Wilson cited a prolonged effort within Essentia to sign up qualifying patients for aid before or after services, citing no-interest, six-month payment plans or five-year loans.
"We actually pay a vendor from our pocket to help our patients get enrolled in Medicaid and other government programs," she said.
Essentia says it attempts to engage with patients for 270 days before sending a balance to collections, and forgives balances for individuals making less than $26,000 or $53,000 for a family of 4.
Essentia writes off that debt, she said, even if qualifying patients haven't answered their efforts to make contact.
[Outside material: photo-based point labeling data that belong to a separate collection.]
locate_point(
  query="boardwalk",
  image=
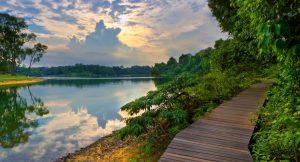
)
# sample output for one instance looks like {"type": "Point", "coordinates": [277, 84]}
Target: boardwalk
{"type": "Point", "coordinates": [223, 134]}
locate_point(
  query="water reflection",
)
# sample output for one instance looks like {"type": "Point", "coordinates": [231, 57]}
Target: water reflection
{"type": "Point", "coordinates": [14, 120]}
{"type": "Point", "coordinates": [66, 115]}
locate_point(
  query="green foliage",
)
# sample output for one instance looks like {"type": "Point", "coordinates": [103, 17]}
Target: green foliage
{"type": "Point", "coordinates": [198, 63]}
{"type": "Point", "coordinates": [277, 34]}
{"type": "Point", "coordinates": [80, 70]}
{"type": "Point", "coordinates": [13, 43]}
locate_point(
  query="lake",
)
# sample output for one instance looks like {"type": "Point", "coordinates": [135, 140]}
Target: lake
{"type": "Point", "coordinates": [44, 121]}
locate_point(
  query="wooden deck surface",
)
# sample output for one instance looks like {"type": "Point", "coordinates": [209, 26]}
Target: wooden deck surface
{"type": "Point", "coordinates": [223, 134]}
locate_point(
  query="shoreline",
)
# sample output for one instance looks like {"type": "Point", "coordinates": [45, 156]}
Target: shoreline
{"type": "Point", "coordinates": [110, 148]}
{"type": "Point", "coordinates": [19, 82]}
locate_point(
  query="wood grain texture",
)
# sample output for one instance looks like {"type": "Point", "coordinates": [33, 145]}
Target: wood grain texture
{"type": "Point", "coordinates": [223, 134]}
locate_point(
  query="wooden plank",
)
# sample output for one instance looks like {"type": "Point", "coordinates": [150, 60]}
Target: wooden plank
{"type": "Point", "coordinates": [222, 135]}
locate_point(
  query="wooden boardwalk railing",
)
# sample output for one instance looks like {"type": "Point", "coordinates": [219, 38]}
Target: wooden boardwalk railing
{"type": "Point", "coordinates": [223, 134]}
That said, Wilson believes patients have many reasons for not responding to opportunities for repayment.
"I can't speak for all health care organizations, but we do recognize that our customers are people who don't always elect to utilize our services," she says. "Maybe they are caught off guard, or they are not prepared."
"As these insurance companies go out and sell these plans to patients we're all left holding the bag," she says. "Patients are left with huge deductibles that they can't pay, so they end up with bad debt."
"We're paying more for premiums, our deductibles are rising, and as a health care organization our reimbursement is going down. We will eventually reach a tipping point, I believe. We have to have our insurances come to the table and offer a different solution for us ... to offer a good form of coverage for our patients."